Complexity and Trade-offs
- Time complexity: Stability does not inherently change big-O. For example, merge sort remains O(n log n) whether stable or not.
- Space usage: Stable implementations often use extra memory (e.g., merge sort’s auxiliary array). In-place stability is possible but more intricate.
- Constants matter: Some unstable algorithms (like heapsort) are in-place with small constants and may be preferable when memory is tight and stability is not required.
Examples
Python: Multi-key sort via stability
# Suppose we want to sort by dept (asc) then by score (desc)
records = [
{"id": 1, "dept": "A", "score": 90},
{"id": 2, "dept": "A", "score": 90},
{"id": 3, "dept": "B", "score": 85},
{"id": 4, "dept": "B", "score": 92},
]
# Stable approach: sort by secondary key first, then by primary key.
records = sorted(records, key=lambda r: -r["score"]) # secondary
records = sorted(records, key=lambda r: r["dept"]) # primary (stable)
# Equal dept items keep the score-desc order from the previous pass.
Python: DSU (decorate–sort–undecorate)
items = ["b", "a", "B", "A"]
# Case-insensitive sort that preserves original order of case-insensitive ties
decorated = [(s.lower(), i, s) for i, s in enumerate(items)]

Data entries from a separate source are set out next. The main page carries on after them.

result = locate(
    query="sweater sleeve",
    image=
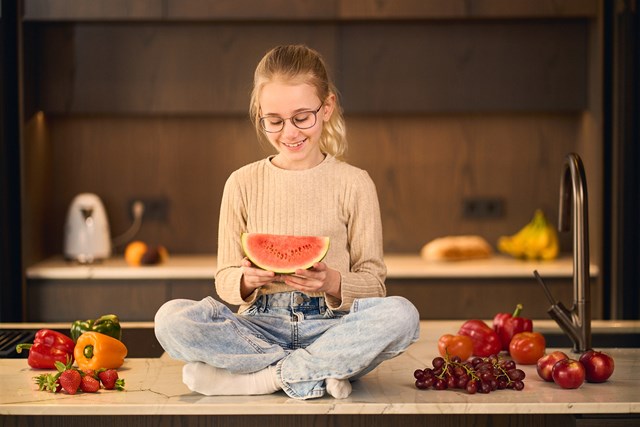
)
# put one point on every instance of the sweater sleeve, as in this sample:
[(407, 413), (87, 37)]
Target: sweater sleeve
[(232, 224), (368, 271)]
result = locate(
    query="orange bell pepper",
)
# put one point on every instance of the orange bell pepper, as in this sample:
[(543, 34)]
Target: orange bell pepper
[(94, 350)]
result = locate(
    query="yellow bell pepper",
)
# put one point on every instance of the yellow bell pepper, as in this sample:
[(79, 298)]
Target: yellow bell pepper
[(94, 350)]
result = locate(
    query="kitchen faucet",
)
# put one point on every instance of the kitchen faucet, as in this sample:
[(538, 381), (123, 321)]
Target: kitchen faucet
[(576, 323)]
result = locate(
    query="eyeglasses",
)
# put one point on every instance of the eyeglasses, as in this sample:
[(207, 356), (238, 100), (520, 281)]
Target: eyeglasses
[(302, 120)]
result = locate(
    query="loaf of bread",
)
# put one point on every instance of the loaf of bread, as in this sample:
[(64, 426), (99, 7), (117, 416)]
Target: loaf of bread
[(456, 248)]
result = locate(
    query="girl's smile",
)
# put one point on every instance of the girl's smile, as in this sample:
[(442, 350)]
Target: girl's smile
[(282, 102)]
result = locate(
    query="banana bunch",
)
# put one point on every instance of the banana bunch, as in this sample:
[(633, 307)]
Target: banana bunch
[(536, 240)]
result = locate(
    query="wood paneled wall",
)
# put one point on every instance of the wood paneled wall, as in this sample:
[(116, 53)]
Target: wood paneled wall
[(423, 167), (436, 112)]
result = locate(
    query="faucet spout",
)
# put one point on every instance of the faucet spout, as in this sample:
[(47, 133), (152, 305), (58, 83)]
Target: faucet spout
[(573, 212)]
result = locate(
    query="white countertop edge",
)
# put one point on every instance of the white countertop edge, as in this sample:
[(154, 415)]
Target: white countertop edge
[(328, 407), (399, 266)]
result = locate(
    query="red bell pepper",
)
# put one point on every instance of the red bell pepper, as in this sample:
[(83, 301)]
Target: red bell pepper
[(485, 340), (507, 325), (47, 348)]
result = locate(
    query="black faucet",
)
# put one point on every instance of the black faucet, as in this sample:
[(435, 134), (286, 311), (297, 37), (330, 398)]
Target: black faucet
[(576, 322)]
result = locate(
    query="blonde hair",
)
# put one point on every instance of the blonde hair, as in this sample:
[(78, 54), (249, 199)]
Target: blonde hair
[(301, 63)]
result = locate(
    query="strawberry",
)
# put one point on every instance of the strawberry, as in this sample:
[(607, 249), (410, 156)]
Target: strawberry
[(89, 384), (110, 380), (70, 380), (48, 382)]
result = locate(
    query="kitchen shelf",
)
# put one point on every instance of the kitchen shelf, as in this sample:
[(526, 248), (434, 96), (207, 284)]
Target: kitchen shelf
[(399, 266)]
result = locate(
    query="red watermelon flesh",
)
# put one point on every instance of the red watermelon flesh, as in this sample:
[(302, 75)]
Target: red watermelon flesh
[(282, 253)]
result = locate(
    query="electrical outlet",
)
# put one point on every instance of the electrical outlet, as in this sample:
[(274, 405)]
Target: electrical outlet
[(483, 208), (155, 208)]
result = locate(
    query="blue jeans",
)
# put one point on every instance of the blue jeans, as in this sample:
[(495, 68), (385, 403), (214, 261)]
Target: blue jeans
[(299, 334)]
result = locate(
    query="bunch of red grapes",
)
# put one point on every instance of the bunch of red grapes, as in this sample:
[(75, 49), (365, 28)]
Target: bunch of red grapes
[(478, 375)]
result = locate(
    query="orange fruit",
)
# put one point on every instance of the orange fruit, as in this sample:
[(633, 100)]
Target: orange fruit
[(134, 252)]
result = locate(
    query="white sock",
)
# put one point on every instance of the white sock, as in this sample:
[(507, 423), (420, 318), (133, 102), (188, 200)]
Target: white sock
[(339, 389), (211, 381)]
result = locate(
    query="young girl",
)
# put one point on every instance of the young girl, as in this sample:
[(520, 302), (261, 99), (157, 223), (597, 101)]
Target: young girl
[(317, 330)]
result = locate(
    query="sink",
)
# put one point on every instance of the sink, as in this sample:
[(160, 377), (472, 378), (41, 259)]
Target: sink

decorated.sort() # not necessarily stable, but index breaks ties deterministically
result = [s for _, _, s in decorated]
C++: Using std::stable_sort
#include <algorithm>
#include <vector>
#include <string>
using Item = std::pair<int, std::string>;
int main() {
std::vector<Item> v = {{90, "A"}, {90, "A2"}, {85, "B"}};
std::stable_sort(v.begin(), v.end(), [](const Item& x, const Item& y){
return x.first < y.first; // ties maintain input order
});
}
Testing Stability
- Sort items containing a key and an original index. After sorting by the key alone, ensure that items with equal keys appear in ascending order of their original index.
Common Pitfalls
- Comparator inconsistencies: Non-transitive or inconsistent comparators can cause surprising results regardless of stability.
- Hidden ties: When keys are derived (e.g., rounding numbers), more ties occur than expected; stability then becomes more important.
- Memory constraints: Choosing a stable algorithm that requires extra space may be impractical for very large datasets; consider external or multi-pass strategies.